Sometimes this system is a box with a gas burner in it located somewhere near the shower. You can hear the flames kick on when you turn the water on. But other times it's an electrical device that's integrated into the shower head. Here's the one in my otherwise very ritzy $7 hotel room in Copacabana:
I hate these things. They rarely work as they should, and this one was no exception. Here's what it looked like by the time I actually was able to take a hot shower:
Looks dangerous, doesn't it. Fortunately, I didn't get electrocuted...this time. As often as not, when I use one of these contraptions, it's messed up somehow, and I do. And since they're used where the voltage is 240v, it's even less fun than being electrocuted in America. In Brazil I encountered one with the plastic caps covering the switches missing. The switches themselves were metal, and when I tried to switch it from luke-warm to hot...zap! Another one in Brazil was made entirely of metal, and when I lifted my arm over my head, I inadvertantly touched it and...zap! In La Paz I went into a shower and turned the metal faucet handle on the wall and got zapped. Instead of fixing the faulty grounding, they'd taped the handles, which only lessened the shock.

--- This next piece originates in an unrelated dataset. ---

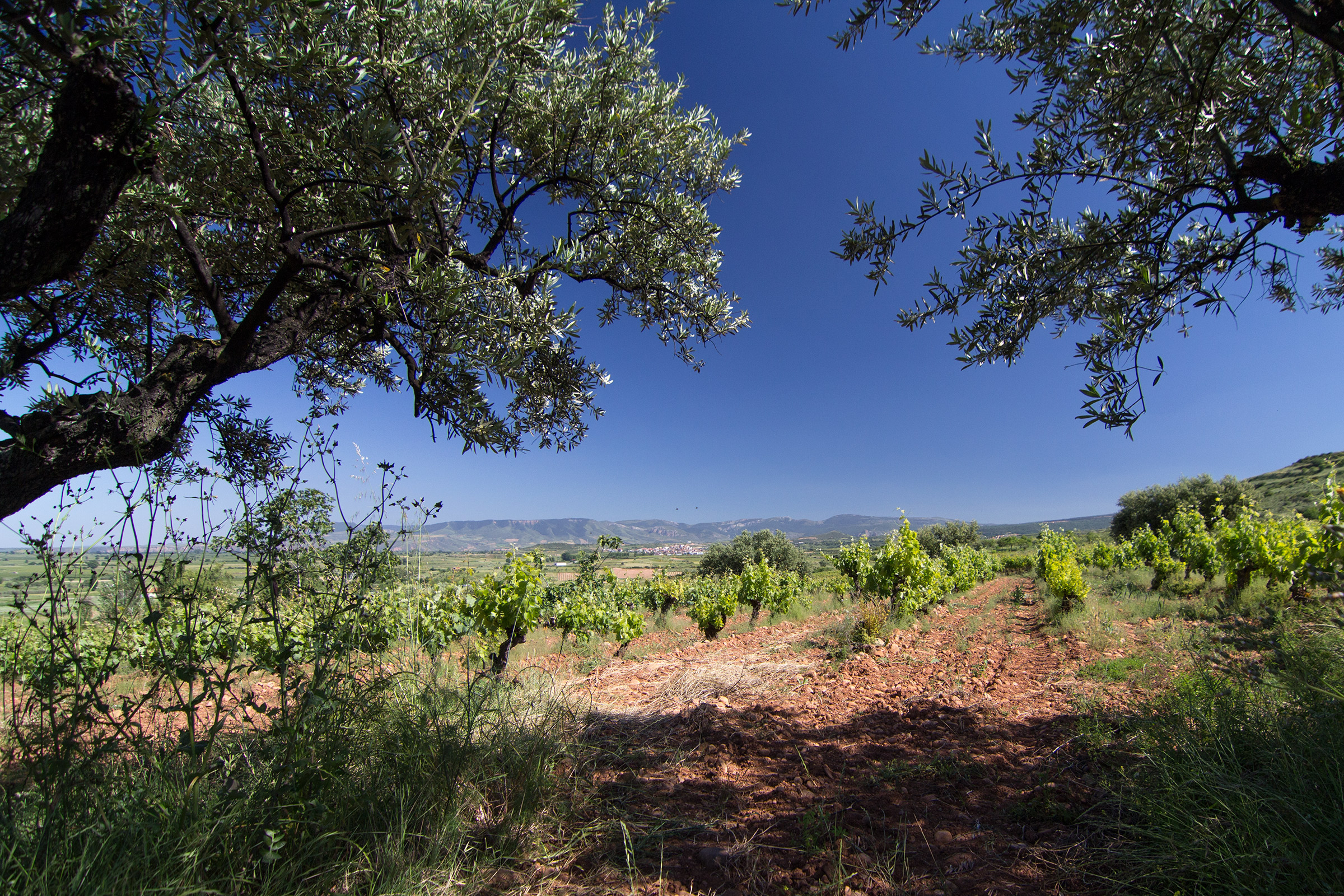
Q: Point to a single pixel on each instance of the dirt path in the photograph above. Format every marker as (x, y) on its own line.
(761, 763)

Fortunately, in my apartment building, there seems to be a real water heater. It must be far away from my bathroom, because it takes a couple minutes for the warm water to arrive, and at least five for all the pipes to warm up and the water to get really hot. But that's a small price to pay not to be electrocuted everyday.


MrJohnCory said...

Hey Craig,
I'll have you know that I've tried a couple of these in Taiwan or Thailand or Uzbekistan or somewhere that actually work about as well as an American shower.
I was afraid to touch it however . . . I figured if it could cook water that fast it must have had a nuclear reactor inside.

Amanda said...

I think in that situation I would go with the rag on a stick method indigenous to Southeastern Ohio.